Nun, da die Medienpräsenz des Archiveinsturzes nach und nach durch andere Ereignisse in den Hintergrund gerutscht ist, ist es umso wichtiger, dass weiterhin Hilfsangebote bei der Stadt Köln eingehen. Es werden noch mehrere Wochen und vermutlich Monate lang freiwillige Helfer gesucht, die im Erstversorgungszentrum tätig werden können. Sie sollten nach Möglichkeit eine fachliche Vorbildung besitzen, um beispielsweise Schäden, wie Schimmelbefall, oder Provenienzen erkennen zu können. Der Einsatz von Gruppen, wie Archivschülern aus Marburg, Potsdam oder München, ist dabei ebenso wünschenswert wie eine mehrtägige Anwesenheit im EVZ, um von gewissen Arbeitsroutinen, die sich nach kurzer Zeit einstellen, profitieren zu können.

Angebote von personeller Hilfe durch Archivmitarbeitende sollten als Einzel-, Dienststellen- oder als Abteilungsmeldung an die E-Mailadresse rwwa@koeln.ihk.de gerichtet werden, entsprechende Angebote von Restauratoren an bert.jacek@fh-koeln.de.

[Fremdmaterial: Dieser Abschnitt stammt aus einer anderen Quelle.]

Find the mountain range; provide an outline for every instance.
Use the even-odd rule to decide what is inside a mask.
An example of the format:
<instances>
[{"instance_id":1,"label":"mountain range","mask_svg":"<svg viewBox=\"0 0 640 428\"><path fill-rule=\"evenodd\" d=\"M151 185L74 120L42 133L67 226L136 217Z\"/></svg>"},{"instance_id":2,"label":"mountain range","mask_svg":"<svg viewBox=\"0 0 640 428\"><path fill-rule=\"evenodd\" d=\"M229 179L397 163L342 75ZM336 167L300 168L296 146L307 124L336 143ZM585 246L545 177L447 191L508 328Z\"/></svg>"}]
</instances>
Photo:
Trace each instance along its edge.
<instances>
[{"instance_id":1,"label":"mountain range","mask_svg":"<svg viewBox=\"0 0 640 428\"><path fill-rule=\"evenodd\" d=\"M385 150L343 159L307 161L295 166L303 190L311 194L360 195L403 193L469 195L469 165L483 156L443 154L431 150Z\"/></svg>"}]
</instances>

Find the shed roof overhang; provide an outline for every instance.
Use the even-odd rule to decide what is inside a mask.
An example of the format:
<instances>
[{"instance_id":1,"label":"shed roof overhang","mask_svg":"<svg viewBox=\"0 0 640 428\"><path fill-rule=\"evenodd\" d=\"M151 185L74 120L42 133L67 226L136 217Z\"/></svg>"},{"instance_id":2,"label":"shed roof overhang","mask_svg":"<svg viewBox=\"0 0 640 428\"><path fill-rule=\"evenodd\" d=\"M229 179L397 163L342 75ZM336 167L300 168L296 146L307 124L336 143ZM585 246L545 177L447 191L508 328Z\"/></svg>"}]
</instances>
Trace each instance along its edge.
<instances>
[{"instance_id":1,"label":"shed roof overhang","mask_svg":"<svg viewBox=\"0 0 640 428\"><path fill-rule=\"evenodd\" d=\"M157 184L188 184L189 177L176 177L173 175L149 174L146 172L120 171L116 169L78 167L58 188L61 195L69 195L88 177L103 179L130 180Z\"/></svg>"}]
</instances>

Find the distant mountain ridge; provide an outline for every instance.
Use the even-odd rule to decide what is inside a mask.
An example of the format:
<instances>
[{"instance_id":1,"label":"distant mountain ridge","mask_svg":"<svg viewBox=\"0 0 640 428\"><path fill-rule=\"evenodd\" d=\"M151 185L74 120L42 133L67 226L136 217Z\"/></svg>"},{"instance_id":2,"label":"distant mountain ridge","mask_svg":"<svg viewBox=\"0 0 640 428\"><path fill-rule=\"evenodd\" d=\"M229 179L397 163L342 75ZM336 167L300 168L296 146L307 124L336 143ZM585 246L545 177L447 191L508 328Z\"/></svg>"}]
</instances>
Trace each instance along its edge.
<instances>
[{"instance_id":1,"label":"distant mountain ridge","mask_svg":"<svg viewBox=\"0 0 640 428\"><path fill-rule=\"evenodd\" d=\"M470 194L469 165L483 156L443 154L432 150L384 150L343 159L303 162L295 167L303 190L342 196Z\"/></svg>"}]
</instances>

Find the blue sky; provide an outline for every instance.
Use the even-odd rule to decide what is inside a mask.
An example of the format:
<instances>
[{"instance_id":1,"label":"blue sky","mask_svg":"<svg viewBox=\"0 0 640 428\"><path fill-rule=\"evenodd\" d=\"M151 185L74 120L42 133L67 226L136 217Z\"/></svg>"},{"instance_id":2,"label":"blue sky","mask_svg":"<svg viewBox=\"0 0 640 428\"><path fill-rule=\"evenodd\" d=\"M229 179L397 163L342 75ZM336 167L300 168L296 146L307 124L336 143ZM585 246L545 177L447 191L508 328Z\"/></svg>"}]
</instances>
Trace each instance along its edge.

Bei der Anmeldung wird um folgende Angaben gebeten: Name, Vorname, Dienststelle, Ort, Telefonnummer, E-Mail-Anschrift und Dauer des Einsatzes. Die Daten sollten als Excel-Tabelle gemailt werden.

Auswärtige Helfer werden durch die Stadt Köln in einer Gemeinschaftsunterkunft untergebracht. Die Stadt organisiert auch den Transfer zum EVZ per Shuttle-Bus. Derzeit wird im EVZ von montags bis samstags in zwei Schichten gearbeitet, jeweils von 7 bis 14 Uhr und von 14 bis 21 Uhr. Der Shuttle verlässt die Unterkunft in der Boltensternstraße täglich um 6 und um 13 Uhr und macht anschließend noch zweimal Station: um 6.10 bzw. 13.10 Uhr in der Altenberger Straße direkt hinter dem Hauptbahnhof sowie um 6.20 bzw. 13.20 Uhr in der Nähe der Unglücksstelle am Waidmarkt an der Ecke Hohe Pforte/Mühlenbach. Der kostenlose Transfer dauert rund 25 Minuten; zehn Minuten nach Schichtende steht der Shuttle-Bus wieder für die Rückfahrt in die City bereit.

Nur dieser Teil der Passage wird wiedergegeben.